Any fact becomes important when it's connected to another.
Umberto EcoIn this chapter we explore the basics of social network analysis, and introduce some essential mathematical notation. We go through some of the commonly used social network metrics and methods in innovation studies, for example, node-based metrics, knowledge mapping, and some well-known global network structures. We understand why and how these methods are used by providing contextual examples. Some data sources in innovation networks, like bibliometric data, strategic alliance data, and data collected through surveys and interviews, are explained. Finally, some key debates in social network theory are introduced.
SNA refers to a range of techniques in graph theory, used to analyse network structure. Over the last fifty years, methods for analysing social networks have developed rapidly. There are many valuable sources on social network analysis and a range of (mostly free) network analysis software.
This chapter looks at SNA techniques and three ways in which they are used in innovation studies.

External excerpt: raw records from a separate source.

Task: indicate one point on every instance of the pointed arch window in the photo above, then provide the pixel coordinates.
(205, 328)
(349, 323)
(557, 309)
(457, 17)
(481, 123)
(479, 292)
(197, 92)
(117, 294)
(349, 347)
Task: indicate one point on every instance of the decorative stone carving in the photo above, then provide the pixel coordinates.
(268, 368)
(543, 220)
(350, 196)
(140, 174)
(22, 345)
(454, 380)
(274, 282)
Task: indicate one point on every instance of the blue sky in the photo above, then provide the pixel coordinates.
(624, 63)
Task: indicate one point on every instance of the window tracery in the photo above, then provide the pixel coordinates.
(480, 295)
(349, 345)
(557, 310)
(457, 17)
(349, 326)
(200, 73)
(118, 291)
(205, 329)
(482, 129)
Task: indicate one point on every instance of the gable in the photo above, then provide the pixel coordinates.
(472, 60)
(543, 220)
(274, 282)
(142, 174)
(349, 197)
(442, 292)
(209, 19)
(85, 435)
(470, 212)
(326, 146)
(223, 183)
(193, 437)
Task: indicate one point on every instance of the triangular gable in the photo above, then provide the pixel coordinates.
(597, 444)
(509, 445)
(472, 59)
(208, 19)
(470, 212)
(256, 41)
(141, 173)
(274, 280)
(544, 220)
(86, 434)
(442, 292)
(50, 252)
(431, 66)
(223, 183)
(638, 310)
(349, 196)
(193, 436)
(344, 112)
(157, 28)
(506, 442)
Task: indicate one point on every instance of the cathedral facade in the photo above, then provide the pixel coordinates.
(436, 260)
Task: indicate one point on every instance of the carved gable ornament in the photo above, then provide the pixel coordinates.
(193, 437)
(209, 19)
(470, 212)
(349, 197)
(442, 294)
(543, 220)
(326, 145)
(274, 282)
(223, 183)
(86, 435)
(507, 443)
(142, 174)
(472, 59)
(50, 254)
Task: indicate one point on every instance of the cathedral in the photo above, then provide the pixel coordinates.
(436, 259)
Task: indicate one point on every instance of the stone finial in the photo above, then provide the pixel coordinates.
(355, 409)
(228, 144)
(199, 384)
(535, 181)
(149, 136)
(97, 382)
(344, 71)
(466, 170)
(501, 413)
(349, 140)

The first uses node-based SNA metrics to analyse the positions of individual actors (firms, individuals, teams and so on) in a network, and how these metrics are related to the nodes’ characteristics, behaviour or performance. The second is detecting subgroups, or clusters, with certain characteristics within a network, for example, groups in which people have dense networks within technology domains that are closely related to each other or important patents in the evolution of a technology. The third is exploring the implications of global networks for a given purpose. For example, which network structures are the most appropriate for knowledge diffusion? Which networks deter creativity? In this third category, the focus is on global network characteristics, like density, small-world coefficient and centralisation. Finally, some central debates in social network theory have implications for innovation networks, and these are covered in the last section of this chapter.

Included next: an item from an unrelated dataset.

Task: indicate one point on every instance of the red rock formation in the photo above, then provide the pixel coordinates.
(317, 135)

Network Data Sources in Innovation Studies
Various data sources can be used to construct and analyse innovation networks at the inter-organisational, intra-organisational and market levels. Commonly used data sources for inter-organisational networks are strategic alliance databases, patent data, data on project partnerships, litigations, board interlocks, underwriting syndicates and interviews and surveys. Survey and questionnaires and market research are used as data sources for the diffusion of innovations and user behaviour, but in recent years social media data sources have been increasingly used.